United Arab Emirates, Argentina, Egypt and Ethiopia are also set to join the bloc that is currently made up of Brazil, Russia, India, China and South Africa.
South African President Cyril Ramaphosa, whose country presently chairs BRICS, made the announcement at a bloc summit in Johannesburg.
The five current members agreed at this week’s summit to expand the bloc after two days of talks, although Ramaphosa said the idea of expansion had been worked on for over a year.
It’s the second time that BRICS has decided to expand. The bloc was formed in 2009 by Brazil, Russia, India and China.
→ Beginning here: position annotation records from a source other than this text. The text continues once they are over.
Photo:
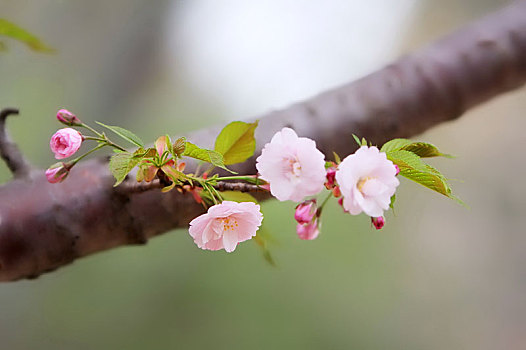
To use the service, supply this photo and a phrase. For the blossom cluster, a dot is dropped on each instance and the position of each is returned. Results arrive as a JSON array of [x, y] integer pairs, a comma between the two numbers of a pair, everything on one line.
[[295, 169], [290, 167]]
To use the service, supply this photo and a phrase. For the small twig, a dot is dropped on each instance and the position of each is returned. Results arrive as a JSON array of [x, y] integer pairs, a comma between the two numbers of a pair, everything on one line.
[[238, 186], [138, 187], [9, 151]]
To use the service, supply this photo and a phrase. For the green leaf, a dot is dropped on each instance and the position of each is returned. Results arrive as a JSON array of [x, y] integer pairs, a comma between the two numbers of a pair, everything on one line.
[[337, 158], [424, 150], [125, 134], [13, 31], [261, 239], [206, 155], [179, 146], [121, 164], [412, 167], [395, 144], [236, 142], [236, 196]]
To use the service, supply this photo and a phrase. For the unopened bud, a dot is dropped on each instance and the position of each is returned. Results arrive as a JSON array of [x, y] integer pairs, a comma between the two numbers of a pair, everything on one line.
[[309, 231], [305, 212], [378, 222], [66, 117]]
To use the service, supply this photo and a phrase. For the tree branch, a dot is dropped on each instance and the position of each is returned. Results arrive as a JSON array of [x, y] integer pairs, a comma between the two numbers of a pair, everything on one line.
[[8, 149], [44, 226], [130, 187]]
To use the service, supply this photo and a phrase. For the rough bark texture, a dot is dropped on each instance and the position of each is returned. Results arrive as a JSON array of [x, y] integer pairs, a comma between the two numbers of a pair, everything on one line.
[[44, 226]]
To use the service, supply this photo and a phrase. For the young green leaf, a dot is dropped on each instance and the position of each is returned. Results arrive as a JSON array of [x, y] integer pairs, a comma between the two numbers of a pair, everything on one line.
[[412, 167], [206, 155], [179, 146], [121, 164], [125, 134], [236, 196], [236, 142], [337, 158], [13, 31]]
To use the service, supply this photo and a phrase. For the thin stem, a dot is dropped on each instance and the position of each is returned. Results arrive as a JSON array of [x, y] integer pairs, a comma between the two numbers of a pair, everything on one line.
[[91, 129], [240, 177], [323, 203], [106, 141], [74, 161]]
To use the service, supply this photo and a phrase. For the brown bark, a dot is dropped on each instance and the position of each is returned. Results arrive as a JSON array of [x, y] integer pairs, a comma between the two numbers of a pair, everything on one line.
[[44, 226]]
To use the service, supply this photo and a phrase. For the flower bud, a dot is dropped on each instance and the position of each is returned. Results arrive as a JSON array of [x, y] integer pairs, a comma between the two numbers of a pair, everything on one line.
[[309, 231], [57, 173], [66, 117], [378, 222], [305, 212]]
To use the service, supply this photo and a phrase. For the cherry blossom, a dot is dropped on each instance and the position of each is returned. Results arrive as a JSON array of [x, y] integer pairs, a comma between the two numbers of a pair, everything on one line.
[[65, 142], [367, 180], [292, 165], [225, 225]]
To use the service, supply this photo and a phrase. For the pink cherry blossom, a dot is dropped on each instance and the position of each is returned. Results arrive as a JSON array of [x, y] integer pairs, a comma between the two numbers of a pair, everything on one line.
[[309, 231], [330, 178], [292, 165], [225, 225], [57, 173], [65, 142], [305, 212], [367, 180], [378, 222]]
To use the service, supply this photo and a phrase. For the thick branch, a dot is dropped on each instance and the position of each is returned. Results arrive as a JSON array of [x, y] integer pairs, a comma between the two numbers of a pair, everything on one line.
[[8, 149], [44, 226]]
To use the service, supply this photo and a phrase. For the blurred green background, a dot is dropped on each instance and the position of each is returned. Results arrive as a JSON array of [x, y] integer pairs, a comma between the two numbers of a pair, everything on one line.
[[437, 276]]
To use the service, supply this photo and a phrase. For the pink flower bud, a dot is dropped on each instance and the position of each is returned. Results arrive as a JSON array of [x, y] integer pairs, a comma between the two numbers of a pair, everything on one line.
[[305, 211], [378, 222], [57, 173], [65, 142], [309, 231], [66, 117], [331, 178]]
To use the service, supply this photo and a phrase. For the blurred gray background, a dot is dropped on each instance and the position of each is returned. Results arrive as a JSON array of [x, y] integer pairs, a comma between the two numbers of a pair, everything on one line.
[[438, 276]]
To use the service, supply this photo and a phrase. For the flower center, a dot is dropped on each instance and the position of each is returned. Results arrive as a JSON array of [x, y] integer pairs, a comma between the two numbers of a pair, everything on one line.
[[229, 224], [293, 168], [361, 183]]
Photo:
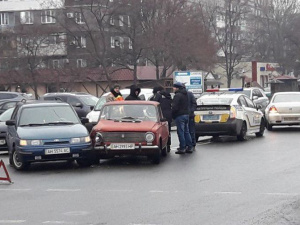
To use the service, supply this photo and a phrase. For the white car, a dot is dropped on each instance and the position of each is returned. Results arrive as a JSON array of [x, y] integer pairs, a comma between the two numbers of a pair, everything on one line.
[[228, 114], [93, 116], [284, 109]]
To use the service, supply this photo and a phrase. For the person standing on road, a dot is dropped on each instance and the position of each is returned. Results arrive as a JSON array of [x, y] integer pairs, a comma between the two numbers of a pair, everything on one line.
[[115, 94], [165, 100], [134, 93], [180, 112]]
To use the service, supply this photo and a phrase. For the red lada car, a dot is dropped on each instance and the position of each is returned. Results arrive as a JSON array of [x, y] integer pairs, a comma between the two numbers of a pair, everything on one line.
[[131, 128]]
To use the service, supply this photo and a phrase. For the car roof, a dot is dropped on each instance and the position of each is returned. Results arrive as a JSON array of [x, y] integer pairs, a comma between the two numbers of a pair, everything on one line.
[[133, 103]]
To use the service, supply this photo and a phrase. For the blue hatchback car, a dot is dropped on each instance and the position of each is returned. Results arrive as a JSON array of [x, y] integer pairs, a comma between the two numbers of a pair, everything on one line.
[[46, 131]]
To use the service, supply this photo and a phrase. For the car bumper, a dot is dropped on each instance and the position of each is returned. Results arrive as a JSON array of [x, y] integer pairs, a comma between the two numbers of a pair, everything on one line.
[[232, 127], [138, 150], [37, 154], [284, 119]]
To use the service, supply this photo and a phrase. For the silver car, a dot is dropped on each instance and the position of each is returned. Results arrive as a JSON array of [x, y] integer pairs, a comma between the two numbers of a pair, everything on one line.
[[283, 110]]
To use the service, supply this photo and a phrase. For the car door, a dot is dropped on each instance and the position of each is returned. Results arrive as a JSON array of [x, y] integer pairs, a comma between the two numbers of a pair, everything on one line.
[[253, 114]]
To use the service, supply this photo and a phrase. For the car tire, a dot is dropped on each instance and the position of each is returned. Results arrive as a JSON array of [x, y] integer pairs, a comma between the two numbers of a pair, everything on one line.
[[17, 163], [269, 126], [261, 129], [242, 135], [84, 162]]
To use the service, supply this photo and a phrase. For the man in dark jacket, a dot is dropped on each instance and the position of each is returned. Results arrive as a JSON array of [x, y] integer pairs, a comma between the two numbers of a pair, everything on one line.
[[134, 93], [180, 112], [165, 100]]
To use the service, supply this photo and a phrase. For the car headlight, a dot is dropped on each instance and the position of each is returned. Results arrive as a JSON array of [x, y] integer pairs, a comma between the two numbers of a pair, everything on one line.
[[80, 140], [149, 137], [30, 142]]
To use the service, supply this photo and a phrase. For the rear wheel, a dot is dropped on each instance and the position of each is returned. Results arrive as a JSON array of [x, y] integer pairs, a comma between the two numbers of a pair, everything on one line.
[[261, 129], [242, 135], [17, 163], [269, 126]]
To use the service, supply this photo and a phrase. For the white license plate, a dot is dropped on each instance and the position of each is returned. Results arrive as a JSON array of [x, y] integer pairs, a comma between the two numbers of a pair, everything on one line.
[[118, 146], [54, 151]]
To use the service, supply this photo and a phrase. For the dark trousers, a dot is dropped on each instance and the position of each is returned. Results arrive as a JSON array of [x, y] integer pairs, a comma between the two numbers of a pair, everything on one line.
[[192, 130]]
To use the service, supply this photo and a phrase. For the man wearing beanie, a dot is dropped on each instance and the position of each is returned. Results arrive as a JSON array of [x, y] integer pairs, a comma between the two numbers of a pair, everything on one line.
[[180, 113]]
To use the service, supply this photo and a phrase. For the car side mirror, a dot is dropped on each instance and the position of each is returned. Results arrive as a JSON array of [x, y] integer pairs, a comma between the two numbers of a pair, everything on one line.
[[10, 123], [84, 120], [79, 105], [163, 120]]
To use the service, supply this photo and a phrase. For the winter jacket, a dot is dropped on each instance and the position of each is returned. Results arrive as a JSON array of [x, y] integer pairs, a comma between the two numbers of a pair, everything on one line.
[[165, 100], [180, 105], [133, 95], [192, 104]]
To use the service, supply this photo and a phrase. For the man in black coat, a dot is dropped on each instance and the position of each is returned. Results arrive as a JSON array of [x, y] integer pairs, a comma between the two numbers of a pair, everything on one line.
[[134, 93], [165, 100], [180, 112]]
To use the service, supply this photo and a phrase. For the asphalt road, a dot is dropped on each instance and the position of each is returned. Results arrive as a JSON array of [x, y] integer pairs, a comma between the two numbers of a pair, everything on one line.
[[223, 182]]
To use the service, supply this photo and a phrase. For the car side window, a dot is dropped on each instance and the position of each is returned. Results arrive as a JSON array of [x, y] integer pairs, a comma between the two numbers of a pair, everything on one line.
[[249, 102], [242, 101]]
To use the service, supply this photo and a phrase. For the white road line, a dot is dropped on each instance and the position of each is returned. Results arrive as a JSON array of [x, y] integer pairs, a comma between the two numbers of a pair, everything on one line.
[[12, 221], [63, 190], [15, 189], [228, 193]]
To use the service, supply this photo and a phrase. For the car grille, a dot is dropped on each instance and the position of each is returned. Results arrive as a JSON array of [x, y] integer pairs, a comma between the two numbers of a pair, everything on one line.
[[123, 137]]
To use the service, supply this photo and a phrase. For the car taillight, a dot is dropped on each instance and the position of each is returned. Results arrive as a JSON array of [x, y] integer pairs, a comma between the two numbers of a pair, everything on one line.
[[232, 112], [273, 109]]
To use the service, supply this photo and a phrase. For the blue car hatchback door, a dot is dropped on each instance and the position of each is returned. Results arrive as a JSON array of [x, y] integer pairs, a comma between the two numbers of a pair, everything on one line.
[[46, 131]]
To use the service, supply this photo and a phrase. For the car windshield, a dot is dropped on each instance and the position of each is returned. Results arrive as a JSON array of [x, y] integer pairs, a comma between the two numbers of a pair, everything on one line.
[[286, 98], [129, 113], [214, 101], [6, 115], [48, 115], [89, 100], [102, 101], [245, 92]]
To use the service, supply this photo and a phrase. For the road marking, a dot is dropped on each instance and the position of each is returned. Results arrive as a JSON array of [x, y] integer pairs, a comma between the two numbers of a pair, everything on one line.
[[63, 190], [15, 189], [12, 221]]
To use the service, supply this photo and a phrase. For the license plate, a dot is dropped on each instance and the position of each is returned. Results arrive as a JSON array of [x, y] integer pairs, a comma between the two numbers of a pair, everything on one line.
[[210, 117], [54, 151], [291, 118], [2, 142], [118, 146]]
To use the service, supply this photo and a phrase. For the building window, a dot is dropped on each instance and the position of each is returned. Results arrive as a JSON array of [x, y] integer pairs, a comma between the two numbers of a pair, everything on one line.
[[121, 21], [81, 63], [79, 19], [26, 17], [48, 16], [3, 18]]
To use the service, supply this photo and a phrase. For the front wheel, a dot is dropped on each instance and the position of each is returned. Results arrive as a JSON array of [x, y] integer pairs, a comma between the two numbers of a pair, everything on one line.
[[242, 135], [17, 163], [261, 129]]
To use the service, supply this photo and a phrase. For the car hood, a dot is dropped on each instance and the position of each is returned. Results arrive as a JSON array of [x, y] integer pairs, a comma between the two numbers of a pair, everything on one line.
[[111, 126], [52, 132]]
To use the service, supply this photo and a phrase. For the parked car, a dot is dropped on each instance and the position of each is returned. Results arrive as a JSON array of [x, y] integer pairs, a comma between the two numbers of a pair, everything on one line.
[[46, 131], [131, 128], [257, 95], [13, 96], [93, 116], [228, 114], [82, 102], [7, 104], [283, 110], [3, 128]]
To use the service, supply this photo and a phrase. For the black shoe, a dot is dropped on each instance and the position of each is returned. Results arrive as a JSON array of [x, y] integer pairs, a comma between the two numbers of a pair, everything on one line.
[[180, 151]]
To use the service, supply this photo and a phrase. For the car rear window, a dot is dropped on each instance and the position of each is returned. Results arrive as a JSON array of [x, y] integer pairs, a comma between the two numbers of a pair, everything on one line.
[[47, 114], [286, 98], [214, 101]]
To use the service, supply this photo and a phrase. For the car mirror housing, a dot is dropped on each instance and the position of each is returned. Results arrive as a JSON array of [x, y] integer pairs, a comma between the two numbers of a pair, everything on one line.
[[10, 123]]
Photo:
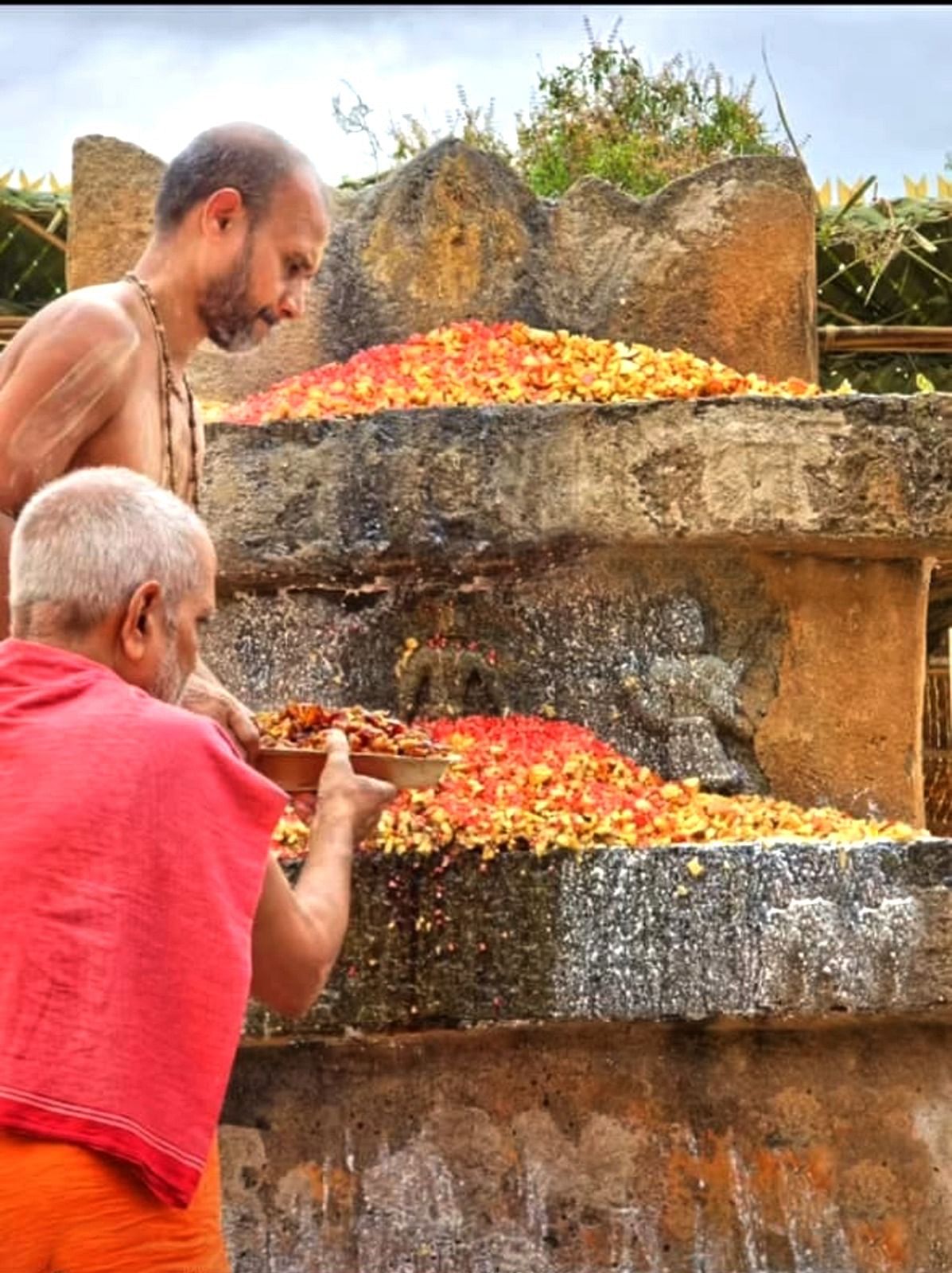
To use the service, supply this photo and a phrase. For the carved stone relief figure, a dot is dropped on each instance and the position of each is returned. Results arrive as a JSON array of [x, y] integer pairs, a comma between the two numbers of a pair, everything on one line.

South Africa was added in 2010. The BRICS bloc currently represents about 40 percent of the world’s population and contributes more than a quarter of global GDP.
Three of the group’s other leaders, Brazilian President Luiz Inácio Lula da Silva, Indian Prime Minister Narendra Modi and Chinese President Xi Jinping, are attending the summit and were present alongside Ramaphosa for the announcement.
Russian President Vladimir Putin did not travel to the summit after the International Criminal Court issued an arrest warrant for him in March for the abduction of children from Ukraine. He has participated in the summit virtually, while Russia was represented at the announcement in Johannesburg by Foreign Minister Sergey Lavrov.
“This membership expansion is historic,” Chinese leader Xi said. “It shows the determination of BRICS countries for unity and development.”
In an online message, United Arab Emirates leader Sheikh Mohammed bin Zayed Al Nahyan welcomed the BRICS announcement that it would include his nation in “this important group.”
“We look forward to a continued commitment of cooperation for the prosperity, dignity and benefit of all nations and people around the world,” Sheikh Mohammed said on X, the social media platform formerly known as Twitter.
The inclusion of Iran, Saudi Arabia and the United Arab Emirates together in the same economic or political organization would have been unthinkable in recent years amid escalating tensions following the collapse of Tehran’s 2015 nuclear deal and a series of attacks attributed to the country since.
But the UAE was first to reengage diplomatically with Iran as it emerged from the coronavirus pandemic and following missile attacks on Abu Dhabi claimed by the Iranian-backed Houthi rebels of Yemen. In March, Saudi Arabia and Iran announced they reached a separate détente with Chinese mediation.
Both Saudi Arabia and the UAE also have maintained relations with Russia amid Moscow’s war on Ukraine, much to the chagrin of Washington, which long has provided security guarantees for the major oil-producing nations. China has also sought closer relations with all three nations, particularly Iran, from which it has imported oil since the collapse of the nuclear deal.